Mary Sherman retired from Fort Drum as a nurse case manager several years ago and now works at the Watertown Veterans Affairs Outpatient Clinic. She said that she has attended the ceremony almost every year since 2005.

“I was at the Pentagon on 9/11, so I honor this day every year,” she said. “I just have to disappear and do something like this, or else I’m no good to anybody on this day.”

Sherman said that she worked for the Office of the Chief of the Army Reserves in the Jefferson Plaza 2, across the street from the Pentagon. When the plane struck, everyone in her building evacuated outside, and she saw people streaming out of the Pentagon.

“It was an eerie feeling outside,” she recalled. “Reagan International Airport is right behind us, and so we were used to planes flying overhead and all the noise from that. But all the planes had to turn off their engines, and that constant hum we were so used to went away.”

Sherman said that she lost friends on 9/11, and she remembers frantically trying to call people she knew who were inside the building.

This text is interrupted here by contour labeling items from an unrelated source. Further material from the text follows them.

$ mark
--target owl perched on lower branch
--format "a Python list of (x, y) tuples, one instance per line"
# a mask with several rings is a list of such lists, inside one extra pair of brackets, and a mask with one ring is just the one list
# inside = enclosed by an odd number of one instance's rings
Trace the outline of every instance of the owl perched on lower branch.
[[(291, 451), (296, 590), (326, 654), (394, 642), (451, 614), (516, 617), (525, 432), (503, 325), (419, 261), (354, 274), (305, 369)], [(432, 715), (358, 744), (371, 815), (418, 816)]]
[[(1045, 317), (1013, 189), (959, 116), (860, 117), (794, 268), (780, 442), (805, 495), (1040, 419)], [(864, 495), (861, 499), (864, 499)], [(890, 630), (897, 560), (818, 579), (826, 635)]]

“The phones were jammed and we couldn’t do anything,” Sherman said. “We couldn’t find out anything that was happening at the Pentagon, because the national news kept overriding local news and they kept going back to the Twin Towers. It’s a day I will never forget.”

Sherman said that those thoughts and memories will circulate in her mind throughout the day, and she spends time on 9/11 connecting with people.

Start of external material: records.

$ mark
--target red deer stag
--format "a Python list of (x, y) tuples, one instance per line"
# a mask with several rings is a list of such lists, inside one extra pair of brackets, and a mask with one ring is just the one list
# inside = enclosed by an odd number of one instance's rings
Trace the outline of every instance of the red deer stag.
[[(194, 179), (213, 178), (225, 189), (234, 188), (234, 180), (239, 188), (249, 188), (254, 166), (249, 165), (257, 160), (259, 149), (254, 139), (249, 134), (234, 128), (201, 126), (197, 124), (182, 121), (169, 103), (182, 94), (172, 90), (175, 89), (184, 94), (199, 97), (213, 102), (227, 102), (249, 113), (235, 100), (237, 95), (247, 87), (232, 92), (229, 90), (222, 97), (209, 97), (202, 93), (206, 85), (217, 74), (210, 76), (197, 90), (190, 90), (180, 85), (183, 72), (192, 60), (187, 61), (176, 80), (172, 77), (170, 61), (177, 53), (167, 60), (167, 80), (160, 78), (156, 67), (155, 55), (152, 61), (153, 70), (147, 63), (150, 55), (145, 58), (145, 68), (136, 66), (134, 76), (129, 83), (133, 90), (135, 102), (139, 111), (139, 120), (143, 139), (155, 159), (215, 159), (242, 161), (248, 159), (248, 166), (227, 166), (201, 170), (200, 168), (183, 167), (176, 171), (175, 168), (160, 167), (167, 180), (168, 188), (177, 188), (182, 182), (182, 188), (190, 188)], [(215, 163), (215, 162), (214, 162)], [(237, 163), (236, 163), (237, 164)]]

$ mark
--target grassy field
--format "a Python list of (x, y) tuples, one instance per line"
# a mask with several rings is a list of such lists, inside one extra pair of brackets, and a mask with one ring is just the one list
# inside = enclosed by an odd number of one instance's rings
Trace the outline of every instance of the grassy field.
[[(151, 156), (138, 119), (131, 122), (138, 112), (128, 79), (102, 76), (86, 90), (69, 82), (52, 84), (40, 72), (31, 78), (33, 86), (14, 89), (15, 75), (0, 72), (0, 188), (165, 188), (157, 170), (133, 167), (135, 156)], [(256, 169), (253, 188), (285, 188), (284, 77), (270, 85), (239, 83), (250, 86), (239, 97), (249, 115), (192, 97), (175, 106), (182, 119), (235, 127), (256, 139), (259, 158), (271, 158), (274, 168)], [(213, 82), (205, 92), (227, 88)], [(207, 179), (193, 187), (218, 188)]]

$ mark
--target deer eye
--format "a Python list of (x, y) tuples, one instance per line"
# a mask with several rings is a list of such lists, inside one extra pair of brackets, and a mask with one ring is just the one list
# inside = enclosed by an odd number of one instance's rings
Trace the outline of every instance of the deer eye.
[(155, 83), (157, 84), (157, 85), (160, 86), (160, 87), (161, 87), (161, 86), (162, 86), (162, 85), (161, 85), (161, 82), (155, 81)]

“I’ve already had five or six texts this morning who knew where I was that day,” Sherman said. “One of my co-workers called and asked what kind of coffee I want, so it will be on my desk when I get to work.”

The annual event was scaled down this year to conform to COVID-19 safety protocols. It was held inside Clark Hall where 9/11 artifacts are on display, when normally the ceremony is conducted outside the building with a wreath-laying at the 9/11 Memorial. Road repavement in that area necessitated the change in venue.

“When the Fire Chief (Jason Brunet) and I started planning this year’s observance, we were about two months into the COVID-19 pandemic,” Marks said. “At that time, we were both still expecting to be able to conduct the ‘normal’ ceremony that we have always done at Clark Hall. As we rolled into July and mid-July, we quickly knew we needed to adjust our plan.”

Still, Marks said there was no doubt that they would conduct some sort of ceremony.

“There was never a point where we discussed not having anything, but we knew we needed to scale back the attendance for the health and well-being of the community and the first responders who would be in attendance,” he said.

“This ceremony allows us to take a tactical pause and really reflect on that day,” Marks continued. “It is imperative that our folks are given the chance to pay their respects. Each of us will remember and reflect in different ways, but today, on September 11th, we do it together.”